Le poste d’ingénieur logiciel de recherche (RSE) est également devenu de plus en plus apprécié. Les RSE sont des spécialistes qui travaillent sur des logiciels spécifiquement pour faire progresser la recherche universitaire; ils sont comme des développeurs itinérants pour un département ou une école. Depuis sa création en 2018, la US Research Software Engineer Association a élargi son nombre de membres à plus de 1 000. Au Royaume-Uni, au moins 31 universités soutiennent les équipes RSE. « Je pense vraiment qu’il s’agit d’un domaine en pleine croissance », déclare Daniel Katz, rédacteur en chef adjoint au Journal des logiciels open source.
Le développement est soutenu par un afflux de nouvelles possibilités de financement fédéral. En 2021, la National Science Foundation des États-Unis a lancé un nouveau type d’appel, soutenu par 4 millions de dollars, pour aider les projets logiciels à passer à une base durable. Depuis 2020, les National Institutes of Health des États-Unis ont octroyé entre 6 et 7 millions de dollars par an pour s’assurer que les logiciels créés par les lauréats existants sont robustes, durables et évolutifs.

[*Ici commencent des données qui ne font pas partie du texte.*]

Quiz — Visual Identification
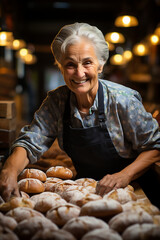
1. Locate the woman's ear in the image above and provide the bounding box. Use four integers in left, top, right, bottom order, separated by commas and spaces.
98, 65, 103, 73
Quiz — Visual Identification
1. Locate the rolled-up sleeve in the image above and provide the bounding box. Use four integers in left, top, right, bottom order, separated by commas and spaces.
11, 92, 58, 163
122, 95, 160, 152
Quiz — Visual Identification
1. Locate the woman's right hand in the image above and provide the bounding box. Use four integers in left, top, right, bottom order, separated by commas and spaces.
0, 168, 20, 202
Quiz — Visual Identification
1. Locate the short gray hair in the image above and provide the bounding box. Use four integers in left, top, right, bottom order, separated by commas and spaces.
51, 22, 109, 67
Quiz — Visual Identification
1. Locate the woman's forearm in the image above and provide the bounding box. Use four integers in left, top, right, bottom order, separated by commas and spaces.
3, 147, 29, 176
121, 150, 160, 181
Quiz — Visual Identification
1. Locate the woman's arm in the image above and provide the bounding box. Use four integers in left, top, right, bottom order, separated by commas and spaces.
0, 147, 29, 201
96, 150, 160, 195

La Fondation allemande pour la recherche a également lancé des appels de financement axés sur la durabilité et la qualité des logiciels. Et aux Pays-Bas, il y a eu une augmentation de l’embauche car l’attention s’est tournée vers le besoin de logiciels de recherche de qualité, explique Maaike de Jong, responsable de la communauté scientifique au Netherlands eScience Center à Amsterdam, qui soutient les logiciels de recherche par le biais de projets de financement et de formation. Personnel nLes chiffres ont presque doublé au cours des trois dernières années, estime-t-elle. « Il y a des entretiens d’embauche tout le temps. »
Mais comme toujours, le besoin l’emporte sur le financement. Dans le cadre de son investissement, le gouvernement néerlandais fournit des fonds pour créer des centres de compétences numériques dans les universités du pays, dont beaucoup embauchent des RSE, explique de Jong. Mais les bourses ont été plafonnées à 250 000 € (263 000 $) par organisme de recherche, soit à peu près assez pour embaucher une ou deux personnes pendant quelques années. « Il y a encore un long chemin à parcourir », conclut-elle.